Hacker News new | ask | show | jobs
by tragomaskhalos 1274 days ago
Imagine there were 100 constituencies, and in every one party A secured 51% of the vote and party B got 49%. Under our current system, party A would have all 100 seats, and party B would have no representation at all; whereas under PR, A and B would (simpisticly speaking)split seats 51-49.
1 comments

Worse, imagine that in 51 constituencies A gets 51% of the vote, and in 49 it gets 0% of the vote. This gives A a majority in parliament even though voters as a whole prefer B nearly 3-to-1.
Why do people criticise FPTP using these hypothetical scenarios that do not resemble the actual outcomes.

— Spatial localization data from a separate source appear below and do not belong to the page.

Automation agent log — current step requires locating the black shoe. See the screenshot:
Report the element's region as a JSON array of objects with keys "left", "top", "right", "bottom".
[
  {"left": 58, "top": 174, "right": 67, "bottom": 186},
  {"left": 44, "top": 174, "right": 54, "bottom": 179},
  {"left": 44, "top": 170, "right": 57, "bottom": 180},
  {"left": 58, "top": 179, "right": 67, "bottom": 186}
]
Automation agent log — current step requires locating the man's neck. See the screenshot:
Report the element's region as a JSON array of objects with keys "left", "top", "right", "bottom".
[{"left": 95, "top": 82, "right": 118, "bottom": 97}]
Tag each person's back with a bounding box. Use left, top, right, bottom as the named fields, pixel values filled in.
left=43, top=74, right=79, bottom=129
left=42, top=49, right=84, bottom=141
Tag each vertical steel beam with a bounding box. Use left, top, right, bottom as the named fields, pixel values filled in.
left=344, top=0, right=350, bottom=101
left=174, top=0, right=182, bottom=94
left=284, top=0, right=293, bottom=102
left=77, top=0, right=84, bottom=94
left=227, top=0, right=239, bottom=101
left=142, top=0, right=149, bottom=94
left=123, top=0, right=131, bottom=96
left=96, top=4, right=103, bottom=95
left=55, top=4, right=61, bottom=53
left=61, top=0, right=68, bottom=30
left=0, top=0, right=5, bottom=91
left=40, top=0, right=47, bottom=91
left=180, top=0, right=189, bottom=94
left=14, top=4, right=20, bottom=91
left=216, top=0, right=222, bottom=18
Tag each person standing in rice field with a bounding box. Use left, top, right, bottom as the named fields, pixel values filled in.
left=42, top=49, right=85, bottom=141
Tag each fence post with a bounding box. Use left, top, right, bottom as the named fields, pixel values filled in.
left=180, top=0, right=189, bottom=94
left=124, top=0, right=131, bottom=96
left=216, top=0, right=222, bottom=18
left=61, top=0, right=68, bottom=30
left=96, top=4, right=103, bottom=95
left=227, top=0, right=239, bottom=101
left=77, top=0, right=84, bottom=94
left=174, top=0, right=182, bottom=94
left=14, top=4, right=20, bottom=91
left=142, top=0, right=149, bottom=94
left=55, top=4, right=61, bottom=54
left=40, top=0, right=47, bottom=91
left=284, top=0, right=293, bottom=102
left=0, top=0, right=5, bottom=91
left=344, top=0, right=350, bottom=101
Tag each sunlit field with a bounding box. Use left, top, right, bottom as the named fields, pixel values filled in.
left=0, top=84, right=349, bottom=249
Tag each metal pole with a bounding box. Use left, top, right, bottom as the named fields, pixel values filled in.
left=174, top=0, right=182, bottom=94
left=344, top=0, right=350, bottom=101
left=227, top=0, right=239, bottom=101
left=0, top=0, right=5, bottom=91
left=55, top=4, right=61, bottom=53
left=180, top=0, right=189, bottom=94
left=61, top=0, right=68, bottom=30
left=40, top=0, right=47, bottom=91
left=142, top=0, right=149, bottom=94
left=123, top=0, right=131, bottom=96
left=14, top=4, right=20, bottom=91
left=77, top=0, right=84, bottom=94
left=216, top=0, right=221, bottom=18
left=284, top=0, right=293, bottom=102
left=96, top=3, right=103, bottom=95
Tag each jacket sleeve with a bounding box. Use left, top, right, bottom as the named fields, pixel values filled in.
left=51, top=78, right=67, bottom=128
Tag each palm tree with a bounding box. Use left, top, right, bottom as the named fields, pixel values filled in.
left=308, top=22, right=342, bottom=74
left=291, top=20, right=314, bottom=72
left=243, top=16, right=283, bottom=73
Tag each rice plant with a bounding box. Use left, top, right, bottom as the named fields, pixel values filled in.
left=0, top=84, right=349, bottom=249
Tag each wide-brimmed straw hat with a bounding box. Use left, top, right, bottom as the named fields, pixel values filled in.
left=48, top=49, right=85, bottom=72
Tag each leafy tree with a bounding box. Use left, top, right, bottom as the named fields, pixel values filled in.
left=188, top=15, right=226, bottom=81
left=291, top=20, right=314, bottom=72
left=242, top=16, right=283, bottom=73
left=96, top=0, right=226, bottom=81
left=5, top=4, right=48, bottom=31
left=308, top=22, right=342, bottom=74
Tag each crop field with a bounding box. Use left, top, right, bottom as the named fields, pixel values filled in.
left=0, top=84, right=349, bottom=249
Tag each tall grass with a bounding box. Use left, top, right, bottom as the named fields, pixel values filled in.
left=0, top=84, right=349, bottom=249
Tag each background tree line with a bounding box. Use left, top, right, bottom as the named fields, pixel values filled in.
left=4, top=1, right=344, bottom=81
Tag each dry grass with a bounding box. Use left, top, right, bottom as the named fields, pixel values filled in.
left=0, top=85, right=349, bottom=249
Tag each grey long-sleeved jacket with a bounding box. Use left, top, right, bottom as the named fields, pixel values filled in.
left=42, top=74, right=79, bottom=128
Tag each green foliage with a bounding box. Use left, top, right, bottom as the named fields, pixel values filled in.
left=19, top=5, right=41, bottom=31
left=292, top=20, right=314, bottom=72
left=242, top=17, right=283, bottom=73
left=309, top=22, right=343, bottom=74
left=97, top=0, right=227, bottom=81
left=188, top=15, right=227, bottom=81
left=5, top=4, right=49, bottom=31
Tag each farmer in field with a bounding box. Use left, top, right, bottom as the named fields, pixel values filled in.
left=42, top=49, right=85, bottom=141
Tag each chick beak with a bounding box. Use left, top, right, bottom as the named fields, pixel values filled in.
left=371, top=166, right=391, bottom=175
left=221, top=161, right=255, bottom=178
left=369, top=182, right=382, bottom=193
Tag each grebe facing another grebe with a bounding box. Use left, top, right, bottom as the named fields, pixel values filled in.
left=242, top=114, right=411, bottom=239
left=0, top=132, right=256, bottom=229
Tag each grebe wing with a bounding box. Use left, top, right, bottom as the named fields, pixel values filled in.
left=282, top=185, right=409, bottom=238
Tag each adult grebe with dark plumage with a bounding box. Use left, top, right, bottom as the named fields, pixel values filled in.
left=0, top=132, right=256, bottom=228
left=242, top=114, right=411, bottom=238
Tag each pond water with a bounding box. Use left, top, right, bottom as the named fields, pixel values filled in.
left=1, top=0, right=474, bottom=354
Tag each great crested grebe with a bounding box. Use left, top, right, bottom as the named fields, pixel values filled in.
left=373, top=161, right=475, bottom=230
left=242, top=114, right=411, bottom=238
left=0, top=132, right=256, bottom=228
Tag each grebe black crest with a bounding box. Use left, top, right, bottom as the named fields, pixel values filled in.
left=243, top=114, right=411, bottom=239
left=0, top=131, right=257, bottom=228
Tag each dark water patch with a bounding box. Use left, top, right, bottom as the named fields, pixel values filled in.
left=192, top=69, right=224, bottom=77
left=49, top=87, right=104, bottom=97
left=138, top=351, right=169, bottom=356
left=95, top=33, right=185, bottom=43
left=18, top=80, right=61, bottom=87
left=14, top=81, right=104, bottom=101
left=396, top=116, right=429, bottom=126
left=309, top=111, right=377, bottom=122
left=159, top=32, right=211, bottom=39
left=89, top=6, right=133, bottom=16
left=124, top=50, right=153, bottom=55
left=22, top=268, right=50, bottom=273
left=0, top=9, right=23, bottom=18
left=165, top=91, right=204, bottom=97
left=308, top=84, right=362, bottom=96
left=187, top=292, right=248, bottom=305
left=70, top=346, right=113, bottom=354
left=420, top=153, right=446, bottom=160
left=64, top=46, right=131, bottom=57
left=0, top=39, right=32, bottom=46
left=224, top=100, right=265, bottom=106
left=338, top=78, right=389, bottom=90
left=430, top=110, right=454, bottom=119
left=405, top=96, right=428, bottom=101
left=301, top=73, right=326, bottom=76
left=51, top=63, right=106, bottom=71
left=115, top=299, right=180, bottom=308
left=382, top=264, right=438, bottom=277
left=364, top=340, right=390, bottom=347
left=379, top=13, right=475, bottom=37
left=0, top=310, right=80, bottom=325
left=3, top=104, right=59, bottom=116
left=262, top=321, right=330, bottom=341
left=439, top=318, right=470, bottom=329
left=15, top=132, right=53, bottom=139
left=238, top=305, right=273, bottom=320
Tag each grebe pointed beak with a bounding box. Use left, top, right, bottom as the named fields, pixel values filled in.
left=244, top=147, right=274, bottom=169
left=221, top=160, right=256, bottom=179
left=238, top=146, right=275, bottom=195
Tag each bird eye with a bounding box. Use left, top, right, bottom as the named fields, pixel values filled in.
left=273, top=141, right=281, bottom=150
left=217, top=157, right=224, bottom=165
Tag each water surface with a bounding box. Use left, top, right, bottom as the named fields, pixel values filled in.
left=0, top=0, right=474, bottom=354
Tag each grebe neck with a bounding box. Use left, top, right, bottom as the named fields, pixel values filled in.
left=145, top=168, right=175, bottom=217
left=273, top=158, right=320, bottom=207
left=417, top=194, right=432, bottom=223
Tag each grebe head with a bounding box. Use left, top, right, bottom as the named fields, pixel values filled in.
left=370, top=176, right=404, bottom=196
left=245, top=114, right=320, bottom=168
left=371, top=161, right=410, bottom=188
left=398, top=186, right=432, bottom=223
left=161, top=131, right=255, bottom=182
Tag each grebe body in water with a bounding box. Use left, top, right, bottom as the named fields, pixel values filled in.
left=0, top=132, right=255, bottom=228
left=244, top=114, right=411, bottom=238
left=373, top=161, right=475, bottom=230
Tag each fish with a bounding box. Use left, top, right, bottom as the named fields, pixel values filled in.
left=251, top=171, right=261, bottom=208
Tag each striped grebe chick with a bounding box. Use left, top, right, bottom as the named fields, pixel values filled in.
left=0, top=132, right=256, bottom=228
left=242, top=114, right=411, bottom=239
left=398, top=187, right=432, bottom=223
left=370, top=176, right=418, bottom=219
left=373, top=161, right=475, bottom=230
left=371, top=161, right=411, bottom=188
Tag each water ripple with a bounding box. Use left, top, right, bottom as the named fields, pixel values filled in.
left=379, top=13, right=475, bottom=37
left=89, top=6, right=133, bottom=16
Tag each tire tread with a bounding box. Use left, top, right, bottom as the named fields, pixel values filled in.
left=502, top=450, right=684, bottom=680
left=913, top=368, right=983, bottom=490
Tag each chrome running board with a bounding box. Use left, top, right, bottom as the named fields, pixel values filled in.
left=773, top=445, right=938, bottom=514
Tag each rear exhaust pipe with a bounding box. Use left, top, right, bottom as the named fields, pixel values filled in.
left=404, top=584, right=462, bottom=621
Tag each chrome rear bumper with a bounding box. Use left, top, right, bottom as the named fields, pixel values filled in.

Because they do resemble the actual outcomes. The 2 major parties in the UK regularly get majorities in Parliament on far less than 50% of the vote. In the USA gerrymandering has been brought to a fine art. How can this not contribute to discontent, when the majority of people get a government they didn't vote for?
Exactly. A good example in the US is Wisconsin, where FPTP has been exploited heavily. See the top graph here: https://www.thenation.com/article/archive/the-most-serious-c...
It’s not like they’d be content with a deadlocked parliament where the ‘government’ they voted for can’t enact any policies. It’s good that there’s two dominant parties, both fairly central, who continually moderate their policies to keep high levels of support, and after an election, one of them gets to actually govern.